Dejo de recordar y la realidad se presenta ante mí. Por tercera vez en el día me siento culpable. Fui a casa de Alex sabiendo que no me detendría. Al estar conmigo, él no pensó en cuidarse y yo no le dije nada. Las posibilidades de no contagiarse siempre existen. Todo podría haber sido un hecho aislado, podría pensar que alguien más lo había contagiado, como le pasa a tantos, pero cuando insistió en que lo abrazara, lo empujé y cayó. Me senté sobre él y me apuré a sujetarle las manos contra el suelo. No se veía molesto e incluso sonrió, como si todo se tratara de un juego. Lo solté y rió. Yo también. Entonces saqué la gubia que guardaba en el pantalón y la clave en su cuello. Él trató de moverse, pateó en el aire y dio un par de manotazos. Yo presioné para enterrar más profundo. Sus ojos me miraron sin entender, pero yo lo estaba salvando. No más intentos ni decepciones. No más sueños o encontrarse con las personas equivocadas en las largas horas que no terminan. No más noticias o sorpresas que enfrían las venas como un balde de hielos, escritas en un papel o dichas por alguien a quien no le importas. No más sombras aterradoras en las noches solitarias. Alex dejó de respirar y yo lo dejé ahí tumbado en medio de la sala para que lo encontrara alguno de sus familiares. Después de dejarle las monedas a los que inhalan cemento, vine a casa y me senté en las sillas de metal que están en el jardín seco y sin plantas, ahí donde te escuché por horas o te encontré alucinando de tanto tomar o me golpeaste hasta que ya no te lo permití. Al final el cáncer te consumió y entonces comenzó lo peor.
Saco el viejo revólver que te dejó tu padre y lo pongo sobre mi sien. Me pregunto si sería mejor que muriera o si permaneciera con vida. No habrá diferencia entre hoy y el día en que el virus ejecute su magistral sinfonía, como lo hizo con Jorge, sin embargo me detengo. Quiero pensar que debe haber algo en mí que valga la pena, algo que hayas dejado en mí para seguir y no dejar solo a Búho.
Siento que no hay nada dentro de mi cuerpo, el dolor del brazo aumenta y no reconozco mi propio cuerpo. Necesito ese estado de no-necesidad, ese instante en que tu mundo y el mío eran uno, donde la realidad no importaba... Madre, no debiste haber muerto, no antes de decirme por qué. Quiero estar contigo, regresar a tu lado y dejarlo todo, sin embargo no me queda más que sentir la culpa y mirar con alegría lo que algún día fue nuestro jardín.

4 comentarios:

Anónimo dijo...

Leo... Leo... te leo...

AHHHHHHHHHHH!!!

Sentí frío, y no el que proviene de la nevera de la ciudad...

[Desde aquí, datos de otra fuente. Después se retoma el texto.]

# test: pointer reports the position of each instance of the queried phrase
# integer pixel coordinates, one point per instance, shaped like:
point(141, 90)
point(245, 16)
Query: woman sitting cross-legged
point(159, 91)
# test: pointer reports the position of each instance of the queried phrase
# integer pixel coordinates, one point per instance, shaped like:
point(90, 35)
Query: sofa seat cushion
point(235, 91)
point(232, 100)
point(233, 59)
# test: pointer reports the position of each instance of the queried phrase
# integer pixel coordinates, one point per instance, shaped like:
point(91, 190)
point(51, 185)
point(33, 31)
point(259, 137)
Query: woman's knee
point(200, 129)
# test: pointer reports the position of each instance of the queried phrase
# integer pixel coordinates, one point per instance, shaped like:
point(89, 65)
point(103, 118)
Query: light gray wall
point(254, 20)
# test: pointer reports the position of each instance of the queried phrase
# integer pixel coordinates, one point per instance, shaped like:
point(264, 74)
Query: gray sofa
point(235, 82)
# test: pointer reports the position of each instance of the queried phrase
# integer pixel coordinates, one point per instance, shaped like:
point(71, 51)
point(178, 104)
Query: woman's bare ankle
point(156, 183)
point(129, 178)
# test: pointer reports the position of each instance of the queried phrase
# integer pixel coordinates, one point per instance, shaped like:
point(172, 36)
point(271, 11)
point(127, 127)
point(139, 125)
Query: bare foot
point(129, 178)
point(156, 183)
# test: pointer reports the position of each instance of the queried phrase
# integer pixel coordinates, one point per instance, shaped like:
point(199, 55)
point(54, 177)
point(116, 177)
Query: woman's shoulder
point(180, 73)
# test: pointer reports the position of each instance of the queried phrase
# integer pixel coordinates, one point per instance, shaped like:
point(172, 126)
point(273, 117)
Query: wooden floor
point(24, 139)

Qué historia, gracias por compartir el escrito!

Anónimo dijo...

Me quedo impresionado.

Anónimo dijo...

Yo no sé por que dicen que escribas algo feliz, si la forma en que dialogas con tu madre es preciosa =japisad

Changos dijo...

No sé qué decir. Ojalá no abandones este blog como la mayoría de la gente hacemos (con los nuestros). Es muy chido leerte.